Blood-borne viruses, such as Hepatitis C and MRSA, can be easily spread through sharing injecting equipment and other risky behaviour. Find out how to reduce the risks, book yourself a test and, if necessary, begin treatment.
Hepatitis C is a treatable blood-borne virus that can have serious health implications. Hepatitis C is the most common blood borne virus among people who inject drugs. It is generally spread through sharing injecting equipment. People who have injected drugs account for more than 90% of new hepatitis C positive diagnoses.
The virus primarily damages the liver, affecting its ability to perform essential functions. It can also affect other areas of the body.
Hepatitis C can only be contracted through blood. It can be transmitted through sex involving blood or abrasion to the skin (but not through sexual fluids).
Hepatitis C Testing
Testing is the only way to tell if you are Hepatitis C positive. We offer free Hepatitis C testing across our services, including in Needle Exchanges at our Walk-In Centres and also by post through a simple dry blood spot test.
Around 1 in 5 people will clear the virus naturally during the first six months of infection. There is effective medication available for Hep C that involves taking a pill twice daily. If you test positive for the hepatitis C virus, we offer you a treatment referral into Bristol’s hepatology services and further support through our dedicated blood borne viruses nurse.
For more information, visit The Hepatitis C Trust.
HIV is the most famous blood borne virus. HIV infects the immune system, causing progressive damage and eventually making it unable to fight off infections.
The most common way of transmitting HIV is through sexual intercourse, but it can also be transmitted by sharing injecting equipment.
The only way to get a diagnosis is to complete a HIV test.

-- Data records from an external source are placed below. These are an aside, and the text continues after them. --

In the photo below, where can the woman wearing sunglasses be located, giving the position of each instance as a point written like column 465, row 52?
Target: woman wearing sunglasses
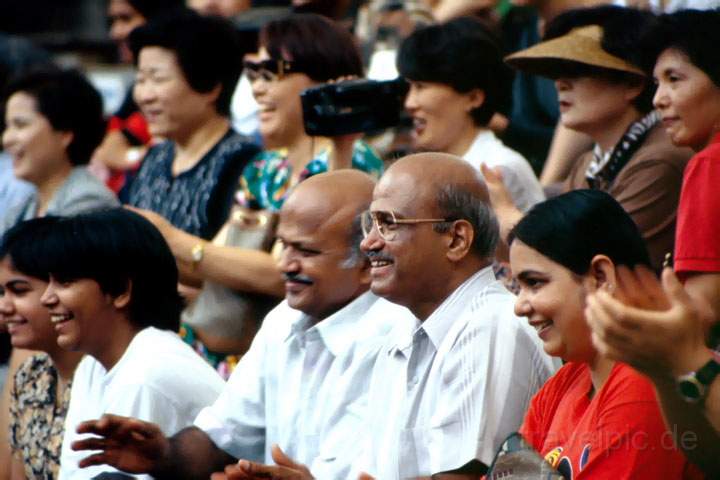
column 186, row 76
column 296, row 53
column 595, row 418
column 604, row 94
column 40, row 389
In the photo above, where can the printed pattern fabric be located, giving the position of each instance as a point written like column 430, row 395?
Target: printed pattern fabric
column 267, row 179
column 36, row 419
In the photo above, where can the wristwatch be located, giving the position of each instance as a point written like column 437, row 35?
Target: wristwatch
column 693, row 386
column 197, row 253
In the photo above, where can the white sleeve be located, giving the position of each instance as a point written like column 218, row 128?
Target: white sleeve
column 236, row 421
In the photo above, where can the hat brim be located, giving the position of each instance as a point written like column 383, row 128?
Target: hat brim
column 553, row 57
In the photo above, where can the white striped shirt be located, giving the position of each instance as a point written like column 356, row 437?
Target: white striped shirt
column 453, row 387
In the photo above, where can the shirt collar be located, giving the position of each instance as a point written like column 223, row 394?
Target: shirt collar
column 716, row 138
column 482, row 140
column 335, row 330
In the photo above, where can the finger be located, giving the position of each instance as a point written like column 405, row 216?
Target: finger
column 652, row 288
column 628, row 287
column 614, row 315
column 102, row 426
column 492, row 175
column 674, row 289
column 100, row 458
column 281, row 458
column 93, row 443
column 236, row 472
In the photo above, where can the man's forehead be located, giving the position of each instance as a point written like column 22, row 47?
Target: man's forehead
column 399, row 191
column 314, row 224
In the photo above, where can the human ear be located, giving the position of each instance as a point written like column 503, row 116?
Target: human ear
column 461, row 239
column 475, row 97
column 602, row 273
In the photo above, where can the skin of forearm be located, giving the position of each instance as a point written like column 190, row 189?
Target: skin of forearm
column 694, row 429
column 192, row 456
column 241, row 269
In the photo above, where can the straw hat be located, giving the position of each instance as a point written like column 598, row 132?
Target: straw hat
column 580, row 45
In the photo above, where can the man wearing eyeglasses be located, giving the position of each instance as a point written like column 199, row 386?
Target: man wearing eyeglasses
column 303, row 383
column 447, row 391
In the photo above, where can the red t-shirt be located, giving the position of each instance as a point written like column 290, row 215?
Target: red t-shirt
column 697, row 238
column 618, row 434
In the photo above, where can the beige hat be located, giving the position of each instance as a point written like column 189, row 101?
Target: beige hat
column 580, row 45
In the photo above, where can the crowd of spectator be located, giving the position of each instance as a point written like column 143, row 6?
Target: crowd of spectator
column 520, row 279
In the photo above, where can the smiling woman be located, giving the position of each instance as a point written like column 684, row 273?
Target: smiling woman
column 184, row 94
column 53, row 123
column 688, row 98
column 604, row 93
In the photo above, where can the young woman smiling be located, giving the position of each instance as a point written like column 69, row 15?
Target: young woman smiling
column 595, row 418
column 40, row 389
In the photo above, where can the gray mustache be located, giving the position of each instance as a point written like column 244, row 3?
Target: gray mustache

At BDP we can provide access to a test and help connect you with relevant healthcare and support if you were found to be positive.
For more information about HIV, visit Terrence Higgins Trust
MRSA, or Meticillin- resistant Staphylococcus Aureus, is a type of ‘superbug’ bacteria that lives on the skin and can cause infections, ranging from minor to life-threatening, when it enters the bloodstream.
While it can be treated with some antibiotics, it does not respond to all of them, so it is important to be aware of the source of the bacteria.
Wounds, injuries or other punctures in the skin can easily become infected, so you are more likely to get infected if you inject. Groin injecting is a particular risk as bacteria live easily in warm and moist places. The risk of infection increases when you share injecting equipment.
MRSA is well known for spreading in hospitals because of the large amounts of people passing through and with patients having healing wounds and existing poor health.